Thursday, March 29, 2007

Burn On

Perfection is a desire that lies within
Only the elect few. It is an expression
Of our reach for more because there
Is deep inside, a longing that is not
Fulfilled by the ordinary. To exceed
The norm becomes the norm as the
Drive is intensified with the adrenaline
Rush of success and the adulation of
The crowd or the satiation of the
Fire that drives our behavior --that
Is our passion. To find one's passion
Is something that few experience
Because the settled-for existence of
The survival struggle dampens the
Flame until the faint glow of remembered
Embers is all that remains unless fanned
And fueled and nurtured. The burn,
Once brought to flame continually seeks
More fuel to consume as it spreads
Outward in the never-ending quest
To quench. There is always more,
Always better, always bigger, always
A new venue in which to play until
The energy is released and only
The ashes remain. Burn on my friend.

Who I Am

Who I am is greater
Than the sum of what I've done.
Who I am is bigger
Than anything I know.
Who I am is greater
Than the sum of past successes.
Who I am is bigger
Than all of my failures.
Who I am is greater
Than my family's heritage.
Who I am is bigger
Than all my friends combined.

Who I am is someone
That is nothing on my own.
Who I am is someone
Because of God alone.

Wednesday, March 28, 2007

On the Horizon a Puff of White

On the horizon a puff of cloud
Appears to grow from nothing.
It's fluffy whiteness slowly deepens
To a grayish blue as it pulls
The moisture into
Its blossom.
Suddenly, a slender bolt
Dashes to the ground
And the low
Rolls across the prairie until
The panes in the windows
Lightly rattle.
A gentle breeze begins to stir
The grass and bend it
Lightly toward the
It is growing higher, and wider
And imperceptibly a
Dim curtain
It is the rain beginning to reach
From the expanding mass
That blots the sky
In the
The grays turn to blues with an
Occasional streak of white
That takes on a greenish
Tint as the storm
Swells across
The sky
Until it stretches across the horizon
And the whispy edges begin
To pass overhead
And blot the
Last rays
Of Sun.
The wind is now gusting and changing
Directions continually until
It suddenly ceases
In eerie silence
And the low
Warble of
Is heard in the distance warning all
To take shelter because
A possible tornado
Has been sighted
And the hail begins to fall at intervals
Until a low roar like an approaching
Train begins to grow louder
And louder as though
The train is coming
Right at me and
I know that it
Is time to run
Into the house
And into the
And wait
Until it

Tuesday, March 27, 2007

Ethanol -- Why???

The traffic volume on the highways throughout the Panhandle seems to be increasing.

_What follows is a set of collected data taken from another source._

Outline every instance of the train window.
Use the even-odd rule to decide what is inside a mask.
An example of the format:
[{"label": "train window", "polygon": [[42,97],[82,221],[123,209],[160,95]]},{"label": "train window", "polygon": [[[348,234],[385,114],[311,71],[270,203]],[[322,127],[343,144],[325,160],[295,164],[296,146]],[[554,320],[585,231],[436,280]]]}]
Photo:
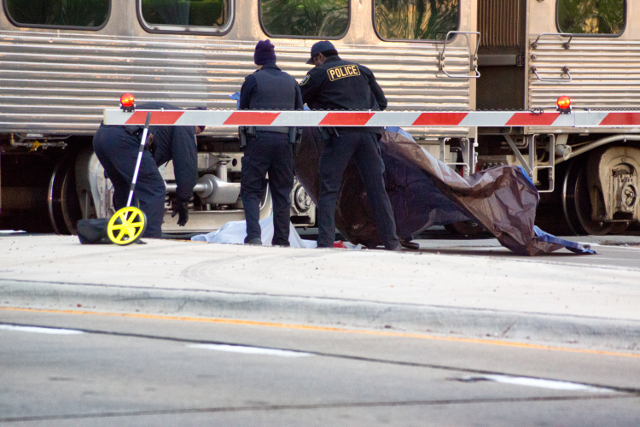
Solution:
[{"label": "train window", "polygon": [[374,0],[378,35],[387,40],[444,40],[458,29],[459,0]]},{"label": "train window", "polygon": [[260,0],[260,22],[270,37],[339,38],[349,27],[349,1]]},{"label": "train window", "polygon": [[622,34],[626,15],[626,0],[558,0],[558,29],[563,33]]},{"label": "train window", "polygon": [[9,19],[25,27],[99,29],[109,17],[110,0],[5,0]]},{"label": "train window", "polygon": [[216,32],[231,26],[233,0],[140,0],[143,24],[152,31]]}]

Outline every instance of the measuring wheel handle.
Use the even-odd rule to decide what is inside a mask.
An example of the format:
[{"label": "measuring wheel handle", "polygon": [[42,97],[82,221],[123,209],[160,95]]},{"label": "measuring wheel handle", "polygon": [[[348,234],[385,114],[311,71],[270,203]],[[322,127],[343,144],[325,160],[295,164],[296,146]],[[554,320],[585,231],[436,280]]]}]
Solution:
[{"label": "measuring wheel handle", "polygon": [[128,206],[113,214],[107,225],[107,236],[116,245],[137,242],[147,229],[147,216],[140,209]]}]

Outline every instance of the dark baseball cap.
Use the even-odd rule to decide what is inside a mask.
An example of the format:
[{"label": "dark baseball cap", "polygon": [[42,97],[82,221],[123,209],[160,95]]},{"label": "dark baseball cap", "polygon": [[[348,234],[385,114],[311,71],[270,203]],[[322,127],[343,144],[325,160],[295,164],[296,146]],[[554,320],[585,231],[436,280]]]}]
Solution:
[{"label": "dark baseball cap", "polygon": [[328,40],[323,40],[311,46],[311,58],[309,58],[307,64],[313,64],[313,57],[320,52],[326,52],[327,50],[336,50],[333,43]]}]

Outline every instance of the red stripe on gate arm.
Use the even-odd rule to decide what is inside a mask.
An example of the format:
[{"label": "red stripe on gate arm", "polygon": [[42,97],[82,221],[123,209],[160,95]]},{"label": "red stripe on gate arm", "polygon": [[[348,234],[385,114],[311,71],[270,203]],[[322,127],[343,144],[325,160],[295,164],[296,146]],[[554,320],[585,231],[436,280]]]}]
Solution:
[{"label": "red stripe on gate arm", "polygon": [[600,122],[600,126],[640,125],[640,113],[609,113]]},{"label": "red stripe on gate arm", "polygon": [[551,126],[560,113],[514,113],[505,126]]},{"label": "red stripe on gate arm", "polygon": [[375,113],[327,113],[320,126],[364,126]]},{"label": "red stripe on gate arm", "polygon": [[[133,113],[125,125],[144,125],[147,122],[148,111],[136,111]],[[152,111],[151,125],[172,125],[178,121],[184,111]]]},{"label": "red stripe on gate arm", "polygon": [[254,113],[237,111],[232,113],[225,125],[238,125],[238,126],[267,126],[273,123],[273,121],[280,115],[280,113]]},{"label": "red stripe on gate arm", "polygon": [[468,113],[422,113],[414,126],[457,126],[467,117]]}]

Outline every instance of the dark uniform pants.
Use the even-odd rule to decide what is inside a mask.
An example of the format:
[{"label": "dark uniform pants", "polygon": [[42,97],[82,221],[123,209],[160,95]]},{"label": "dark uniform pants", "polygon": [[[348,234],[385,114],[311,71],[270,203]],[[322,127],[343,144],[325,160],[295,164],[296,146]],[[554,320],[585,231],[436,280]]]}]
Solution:
[{"label": "dark uniform pants", "polygon": [[[116,210],[127,205],[139,148],[140,139],[119,126],[101,126],[93,137],[93,150],[113,183]],[[135,206],[137,199],[140,209],[147,216],[147,229],[143,237],[161,236],[165,194],[162,175],[151,153],[145,151],[132,201]]]},{"label": "dark uniform pants", "polygon": [[242,158],[242,204],[247,219],[245,242],[260,238],[260,200],[266,188],[265,174],[269,173],[269,190],[273,201],[272,245],[289,245],[291,222],[291,189],[293,188],[293,147],[289,135],[276,132],[256,132],[249,137]]},{"label": "dark uniform pants", "polygon": [[378,138],[370,132],[341,132],[332,136],[320,154],[318,247],[333,247],[335,213],[342,175],[353,160],[367,191],[380,240],[387,249],[399,247],[391,202],[384,187],[384,163]]}]

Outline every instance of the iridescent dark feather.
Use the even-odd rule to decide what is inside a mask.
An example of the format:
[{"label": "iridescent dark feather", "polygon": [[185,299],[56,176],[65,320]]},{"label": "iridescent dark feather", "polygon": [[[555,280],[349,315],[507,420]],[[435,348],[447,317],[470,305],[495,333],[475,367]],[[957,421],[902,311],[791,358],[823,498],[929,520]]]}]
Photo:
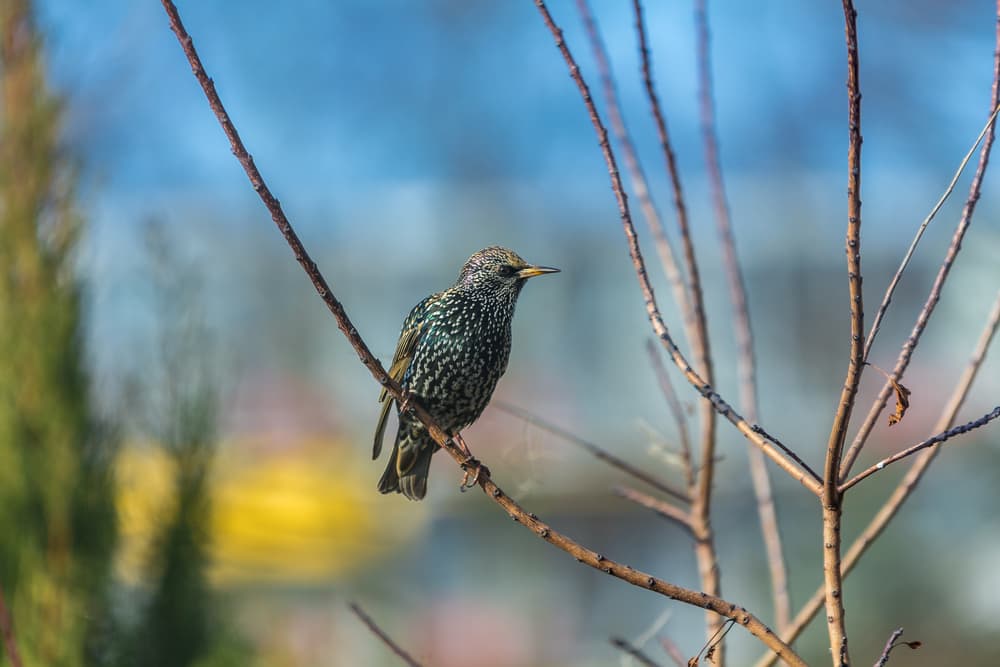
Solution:
[{"label": "iridescent dark feather", "polygon": [[[403,323],[389,374],[449,435],[472,424],[489,403],[510,356],[511,319],[525,280],[557,269],[527,264],[493,246],[472,255],[458,281],[418,303]],[[394,401],[383,390],[374,458],[382,450]],[[438,445],[413,415],[399,413],[399,430],[378,489],[420,500]]]}]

That's a good sign. It is a sign of a thriving economy.

I have been seeing a lot of trucks on the highways carrying what appears to be capital equipment and machinery. I have recently seen parts for the giant wind generators, many large storage tanks, motors, fan assemblies, valves, etc. Almost all of the pieces destined to either wind generator fields or to ethanol plants.

I really struggle with the ethanol plants -- especially in corn growing areas that rely on the Ogallala Aquifer for sufficient water to grow the corn. Think for a minute about what it takes to grow corn in the Texas Panhandle where our rainfall is approximately 20 inches per year, or less. The fields are prepared by tractors fueled by diesel, the primary nitrogen fertilizer (anhydrous ammonia) requires huge amounts of natural gas to manufacture, the water is pumped from an aquifer that lies several hundred feet below the surface and therefore requires energy to lift the water. Usually the irrigation pumps are powered by electricity, the bulk of which continues to be generated at plants fueled by natural gas. Once the corn is ready for harvest, the combines that shell it, and the trucks that take it to the ethanol plants are fueled by diesel. I have heard it said that we spend approximately $0.98 worth of fossil fuel to produce $1.00 worth of ethanol. It just doesn't make sense to me.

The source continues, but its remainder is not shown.